Reputation: 39390
Suppose I have a class encapsulating std container:
class Stash
{
list<int> Data;
public:
list<int>::const_iterator GetAccess() const { return Data.begin(); }
};
It's very convenient way of forcing the user to read the data in form of the iterator. However, I can't find the way other that comparing the iterator to container.end()
. So, I would like to know if there's an option to do it solely by stdlib or I have to write iterator class myself (with can_advance
method, for example).
Relevant question might be this one, but it asks whether the iterator is valid, not whether it can advance. I weren't able to find any information about the latter.
Upvotes: 4
Views: 418
Reputation: 42825
What you seem to be asking for is a "lookahead" iterator. You could write a class to "adapt" an iterator to have lookahead, where the adaptor just stays one step ahead of your code:
template<class FwdIter>
class lookahead_iterator
{
public:
lookahead_iterator(const FwdIter& begin): cur_iter(begin), next_iter(++begin) {}
operator FwdIter() const { return cur_iter; }
lookahead_iterator<FwdIter>& operator ++() { cur_iter = next_iter++; return *this; }
// Other methods as needed.
private:
FwdIter cur_iter;
FwdIter next_iter;
};
Needless to say, this gets a lot more complicated if you need more than a forward iterator.
Upvotes: 0
Reputation: 76458
Iterators work in pairs: an iterator that points to the beginning of a sequence and an iterator that points past the end of the sequence.
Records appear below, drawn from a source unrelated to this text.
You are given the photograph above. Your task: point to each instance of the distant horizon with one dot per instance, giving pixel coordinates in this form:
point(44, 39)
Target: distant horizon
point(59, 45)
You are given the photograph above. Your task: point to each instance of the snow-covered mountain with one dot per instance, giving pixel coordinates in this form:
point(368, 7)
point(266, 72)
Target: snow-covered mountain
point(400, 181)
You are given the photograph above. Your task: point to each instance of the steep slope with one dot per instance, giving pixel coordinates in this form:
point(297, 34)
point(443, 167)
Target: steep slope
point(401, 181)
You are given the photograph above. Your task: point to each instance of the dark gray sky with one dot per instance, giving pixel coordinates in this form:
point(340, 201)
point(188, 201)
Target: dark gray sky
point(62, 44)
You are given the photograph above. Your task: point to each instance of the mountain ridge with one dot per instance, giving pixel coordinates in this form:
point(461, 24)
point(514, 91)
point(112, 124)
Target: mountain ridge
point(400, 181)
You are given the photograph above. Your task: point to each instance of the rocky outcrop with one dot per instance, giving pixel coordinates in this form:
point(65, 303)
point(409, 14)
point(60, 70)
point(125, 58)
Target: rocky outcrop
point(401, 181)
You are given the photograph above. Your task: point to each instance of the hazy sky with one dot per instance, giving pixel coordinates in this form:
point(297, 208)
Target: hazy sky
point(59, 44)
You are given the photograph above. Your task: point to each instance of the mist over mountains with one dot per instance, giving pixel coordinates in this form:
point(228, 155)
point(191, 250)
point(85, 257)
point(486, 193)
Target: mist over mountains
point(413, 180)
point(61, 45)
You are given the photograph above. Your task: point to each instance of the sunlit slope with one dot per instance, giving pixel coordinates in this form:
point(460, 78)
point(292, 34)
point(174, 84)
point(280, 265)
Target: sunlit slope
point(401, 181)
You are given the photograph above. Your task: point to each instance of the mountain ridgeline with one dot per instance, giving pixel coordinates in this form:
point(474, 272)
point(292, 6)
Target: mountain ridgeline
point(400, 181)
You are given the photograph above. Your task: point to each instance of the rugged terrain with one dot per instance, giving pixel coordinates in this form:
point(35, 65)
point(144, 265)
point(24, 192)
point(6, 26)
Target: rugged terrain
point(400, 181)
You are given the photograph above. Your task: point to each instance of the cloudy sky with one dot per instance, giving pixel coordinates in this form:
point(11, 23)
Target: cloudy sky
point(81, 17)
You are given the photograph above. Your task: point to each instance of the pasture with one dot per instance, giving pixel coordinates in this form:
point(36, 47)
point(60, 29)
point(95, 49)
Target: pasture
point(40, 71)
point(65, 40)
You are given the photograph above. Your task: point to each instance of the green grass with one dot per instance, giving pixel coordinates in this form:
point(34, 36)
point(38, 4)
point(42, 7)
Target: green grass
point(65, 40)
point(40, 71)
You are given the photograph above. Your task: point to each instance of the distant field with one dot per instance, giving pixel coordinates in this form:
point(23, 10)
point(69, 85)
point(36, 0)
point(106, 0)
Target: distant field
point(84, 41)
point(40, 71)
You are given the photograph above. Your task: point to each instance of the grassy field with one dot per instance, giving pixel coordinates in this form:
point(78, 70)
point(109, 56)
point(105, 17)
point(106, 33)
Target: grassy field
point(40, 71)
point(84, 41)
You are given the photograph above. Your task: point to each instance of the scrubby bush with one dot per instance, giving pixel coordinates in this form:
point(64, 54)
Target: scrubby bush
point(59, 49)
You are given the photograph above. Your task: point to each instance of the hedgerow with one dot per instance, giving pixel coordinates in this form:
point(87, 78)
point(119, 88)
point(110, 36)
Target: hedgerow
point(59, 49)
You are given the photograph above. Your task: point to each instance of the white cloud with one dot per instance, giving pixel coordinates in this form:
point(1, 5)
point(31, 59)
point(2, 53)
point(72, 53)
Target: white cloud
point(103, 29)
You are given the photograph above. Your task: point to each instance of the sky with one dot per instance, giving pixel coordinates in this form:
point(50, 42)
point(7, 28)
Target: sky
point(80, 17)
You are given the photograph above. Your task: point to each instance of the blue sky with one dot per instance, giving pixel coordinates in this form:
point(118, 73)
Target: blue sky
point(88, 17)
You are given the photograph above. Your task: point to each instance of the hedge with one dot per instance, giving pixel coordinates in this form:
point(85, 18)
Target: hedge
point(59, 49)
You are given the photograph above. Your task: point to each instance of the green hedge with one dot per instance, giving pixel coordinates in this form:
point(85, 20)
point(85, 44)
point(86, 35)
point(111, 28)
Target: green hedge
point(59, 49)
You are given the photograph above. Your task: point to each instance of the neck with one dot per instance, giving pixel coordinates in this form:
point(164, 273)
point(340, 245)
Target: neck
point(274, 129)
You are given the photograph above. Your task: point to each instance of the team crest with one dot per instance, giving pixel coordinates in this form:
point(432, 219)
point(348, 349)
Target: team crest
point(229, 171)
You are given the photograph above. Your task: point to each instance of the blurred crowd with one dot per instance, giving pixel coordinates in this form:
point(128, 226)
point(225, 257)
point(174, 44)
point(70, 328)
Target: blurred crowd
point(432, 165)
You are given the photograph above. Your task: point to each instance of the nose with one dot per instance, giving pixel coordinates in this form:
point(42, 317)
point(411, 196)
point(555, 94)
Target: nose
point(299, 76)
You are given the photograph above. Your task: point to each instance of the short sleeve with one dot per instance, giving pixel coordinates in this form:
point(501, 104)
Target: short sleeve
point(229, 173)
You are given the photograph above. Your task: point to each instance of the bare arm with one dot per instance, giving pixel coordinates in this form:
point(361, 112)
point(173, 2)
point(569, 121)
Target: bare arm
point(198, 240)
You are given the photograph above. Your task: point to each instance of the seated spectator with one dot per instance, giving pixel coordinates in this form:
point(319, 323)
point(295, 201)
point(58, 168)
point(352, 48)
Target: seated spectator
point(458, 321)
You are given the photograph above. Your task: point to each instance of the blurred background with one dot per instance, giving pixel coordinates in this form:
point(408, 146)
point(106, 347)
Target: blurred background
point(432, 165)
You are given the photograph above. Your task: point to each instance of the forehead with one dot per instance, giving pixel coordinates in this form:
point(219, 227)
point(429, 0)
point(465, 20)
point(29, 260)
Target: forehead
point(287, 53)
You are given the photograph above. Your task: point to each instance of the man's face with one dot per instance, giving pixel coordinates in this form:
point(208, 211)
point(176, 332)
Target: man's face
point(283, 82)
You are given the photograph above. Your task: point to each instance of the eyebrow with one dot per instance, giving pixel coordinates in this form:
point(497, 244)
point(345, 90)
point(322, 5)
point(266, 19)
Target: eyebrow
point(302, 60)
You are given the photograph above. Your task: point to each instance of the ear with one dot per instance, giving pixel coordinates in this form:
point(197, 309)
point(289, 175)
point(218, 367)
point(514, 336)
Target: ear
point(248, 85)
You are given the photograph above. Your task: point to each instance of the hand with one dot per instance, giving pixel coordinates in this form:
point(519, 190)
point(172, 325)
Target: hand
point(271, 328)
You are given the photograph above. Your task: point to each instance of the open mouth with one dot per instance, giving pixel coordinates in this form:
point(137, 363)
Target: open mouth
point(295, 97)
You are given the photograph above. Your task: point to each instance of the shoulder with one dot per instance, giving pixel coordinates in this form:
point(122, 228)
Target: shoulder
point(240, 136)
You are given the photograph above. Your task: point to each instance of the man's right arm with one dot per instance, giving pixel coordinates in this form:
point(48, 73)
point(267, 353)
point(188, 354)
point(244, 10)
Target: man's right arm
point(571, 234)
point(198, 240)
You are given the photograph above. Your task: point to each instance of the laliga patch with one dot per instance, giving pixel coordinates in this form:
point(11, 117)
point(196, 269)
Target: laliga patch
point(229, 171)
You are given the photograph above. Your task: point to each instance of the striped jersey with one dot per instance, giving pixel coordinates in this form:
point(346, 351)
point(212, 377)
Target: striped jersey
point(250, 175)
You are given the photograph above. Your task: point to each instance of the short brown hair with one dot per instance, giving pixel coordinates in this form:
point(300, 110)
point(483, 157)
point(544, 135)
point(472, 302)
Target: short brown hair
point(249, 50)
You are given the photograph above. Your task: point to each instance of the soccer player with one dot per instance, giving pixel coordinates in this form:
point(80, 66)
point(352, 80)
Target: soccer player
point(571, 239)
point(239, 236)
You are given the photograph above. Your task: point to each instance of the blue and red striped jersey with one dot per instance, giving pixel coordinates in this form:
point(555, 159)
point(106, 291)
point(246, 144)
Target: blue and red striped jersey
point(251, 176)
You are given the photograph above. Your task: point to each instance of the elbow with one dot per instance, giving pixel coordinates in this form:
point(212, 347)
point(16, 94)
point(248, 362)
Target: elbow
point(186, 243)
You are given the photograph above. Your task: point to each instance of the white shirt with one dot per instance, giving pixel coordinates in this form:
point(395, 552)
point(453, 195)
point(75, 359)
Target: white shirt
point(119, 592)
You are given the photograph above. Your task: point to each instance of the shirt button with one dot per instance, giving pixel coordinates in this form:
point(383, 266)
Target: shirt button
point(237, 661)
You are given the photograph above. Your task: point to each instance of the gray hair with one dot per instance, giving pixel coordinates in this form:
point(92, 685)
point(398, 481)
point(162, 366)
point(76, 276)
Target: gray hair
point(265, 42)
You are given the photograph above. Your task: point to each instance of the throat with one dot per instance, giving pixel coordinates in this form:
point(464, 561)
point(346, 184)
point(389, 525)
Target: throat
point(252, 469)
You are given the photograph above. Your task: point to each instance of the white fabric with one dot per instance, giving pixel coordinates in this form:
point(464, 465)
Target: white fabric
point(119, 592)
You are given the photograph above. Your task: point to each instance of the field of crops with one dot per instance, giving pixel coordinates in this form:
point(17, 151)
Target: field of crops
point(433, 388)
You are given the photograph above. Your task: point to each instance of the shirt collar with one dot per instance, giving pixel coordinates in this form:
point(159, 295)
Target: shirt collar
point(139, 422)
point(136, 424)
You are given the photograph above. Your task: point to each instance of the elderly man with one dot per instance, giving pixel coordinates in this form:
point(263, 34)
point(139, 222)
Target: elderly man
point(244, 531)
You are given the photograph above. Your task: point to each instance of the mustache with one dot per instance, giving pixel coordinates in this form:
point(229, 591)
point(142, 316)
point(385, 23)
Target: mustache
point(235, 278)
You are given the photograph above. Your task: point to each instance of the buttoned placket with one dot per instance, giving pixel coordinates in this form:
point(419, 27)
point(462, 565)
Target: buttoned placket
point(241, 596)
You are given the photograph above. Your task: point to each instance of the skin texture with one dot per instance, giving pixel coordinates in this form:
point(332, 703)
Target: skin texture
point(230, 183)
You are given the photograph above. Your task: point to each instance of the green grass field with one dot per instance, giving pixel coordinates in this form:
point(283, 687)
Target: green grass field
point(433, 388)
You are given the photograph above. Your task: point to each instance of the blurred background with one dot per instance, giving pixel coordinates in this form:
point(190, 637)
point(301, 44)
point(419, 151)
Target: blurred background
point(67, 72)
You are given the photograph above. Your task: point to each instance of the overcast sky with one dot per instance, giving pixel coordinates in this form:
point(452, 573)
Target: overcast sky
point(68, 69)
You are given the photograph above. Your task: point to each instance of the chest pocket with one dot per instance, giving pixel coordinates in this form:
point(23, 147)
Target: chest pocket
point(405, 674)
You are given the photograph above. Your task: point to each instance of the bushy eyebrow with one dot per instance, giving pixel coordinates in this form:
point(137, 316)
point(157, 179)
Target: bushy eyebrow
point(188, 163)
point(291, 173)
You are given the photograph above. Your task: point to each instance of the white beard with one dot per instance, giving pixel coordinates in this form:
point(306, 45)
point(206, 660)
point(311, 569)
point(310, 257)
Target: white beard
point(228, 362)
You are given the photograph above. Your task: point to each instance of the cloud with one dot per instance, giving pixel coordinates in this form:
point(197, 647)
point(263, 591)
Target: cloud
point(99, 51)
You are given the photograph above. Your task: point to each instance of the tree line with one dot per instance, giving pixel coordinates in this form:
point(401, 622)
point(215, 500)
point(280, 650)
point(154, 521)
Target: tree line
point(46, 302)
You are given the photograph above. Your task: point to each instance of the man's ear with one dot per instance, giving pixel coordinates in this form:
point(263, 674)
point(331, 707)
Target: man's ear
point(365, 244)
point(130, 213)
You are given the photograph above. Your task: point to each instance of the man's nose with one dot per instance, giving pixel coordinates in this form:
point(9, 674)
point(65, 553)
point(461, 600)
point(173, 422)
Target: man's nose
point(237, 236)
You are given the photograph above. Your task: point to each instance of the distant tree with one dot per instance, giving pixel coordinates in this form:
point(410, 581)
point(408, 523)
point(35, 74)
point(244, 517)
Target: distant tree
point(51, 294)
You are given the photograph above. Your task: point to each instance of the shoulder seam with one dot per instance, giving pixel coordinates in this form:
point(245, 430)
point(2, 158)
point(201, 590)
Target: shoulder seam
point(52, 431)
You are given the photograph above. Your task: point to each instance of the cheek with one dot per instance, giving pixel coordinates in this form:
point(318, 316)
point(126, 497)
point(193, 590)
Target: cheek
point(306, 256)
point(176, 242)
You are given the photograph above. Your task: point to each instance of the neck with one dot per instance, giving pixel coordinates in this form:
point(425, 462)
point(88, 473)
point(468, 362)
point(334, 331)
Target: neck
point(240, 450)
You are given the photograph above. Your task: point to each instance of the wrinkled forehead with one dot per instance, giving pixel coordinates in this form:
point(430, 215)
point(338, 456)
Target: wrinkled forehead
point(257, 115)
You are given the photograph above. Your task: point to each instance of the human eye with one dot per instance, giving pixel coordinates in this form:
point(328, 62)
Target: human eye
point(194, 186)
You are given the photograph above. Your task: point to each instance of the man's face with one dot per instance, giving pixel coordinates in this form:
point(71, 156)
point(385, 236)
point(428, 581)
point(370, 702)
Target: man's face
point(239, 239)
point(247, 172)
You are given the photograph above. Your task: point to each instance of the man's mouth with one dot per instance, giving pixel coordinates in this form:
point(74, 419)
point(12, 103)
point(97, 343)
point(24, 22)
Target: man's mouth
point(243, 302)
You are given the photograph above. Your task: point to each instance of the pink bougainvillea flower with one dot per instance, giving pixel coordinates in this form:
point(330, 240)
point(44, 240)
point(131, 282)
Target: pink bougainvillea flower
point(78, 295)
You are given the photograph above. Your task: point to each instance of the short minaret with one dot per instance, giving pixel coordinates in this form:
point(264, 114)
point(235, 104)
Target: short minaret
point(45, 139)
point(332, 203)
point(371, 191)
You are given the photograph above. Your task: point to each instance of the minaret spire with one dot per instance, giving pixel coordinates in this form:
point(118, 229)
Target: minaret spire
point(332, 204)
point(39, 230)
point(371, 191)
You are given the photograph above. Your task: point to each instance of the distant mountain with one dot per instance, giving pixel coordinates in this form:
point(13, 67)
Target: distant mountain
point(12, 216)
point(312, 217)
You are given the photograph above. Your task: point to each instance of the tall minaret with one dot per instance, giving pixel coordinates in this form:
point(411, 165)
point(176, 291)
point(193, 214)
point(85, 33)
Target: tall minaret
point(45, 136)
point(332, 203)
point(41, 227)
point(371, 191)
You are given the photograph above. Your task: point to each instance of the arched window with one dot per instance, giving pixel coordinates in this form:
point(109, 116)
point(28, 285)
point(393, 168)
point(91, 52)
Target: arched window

That's why all the containers have begin()
and end()
member functions: so you can look at the sequence of values that the container manages.
It would be far more idiomatic to change the name of GetAccess
to begin
and to add end
. Having end()
would also make it possible to apply standard algorithms to the data.
Upvotes: 2
Reputation: 131837
You can't do this, a single iterator does not contain the information when it is at the end of the sequence its pointing into.
Normally, this is solved by either providing a range (think std::make_pair(cont.begin(), cont.end())
), or providing begin()
and end()
methods to your class, effectively making it a range.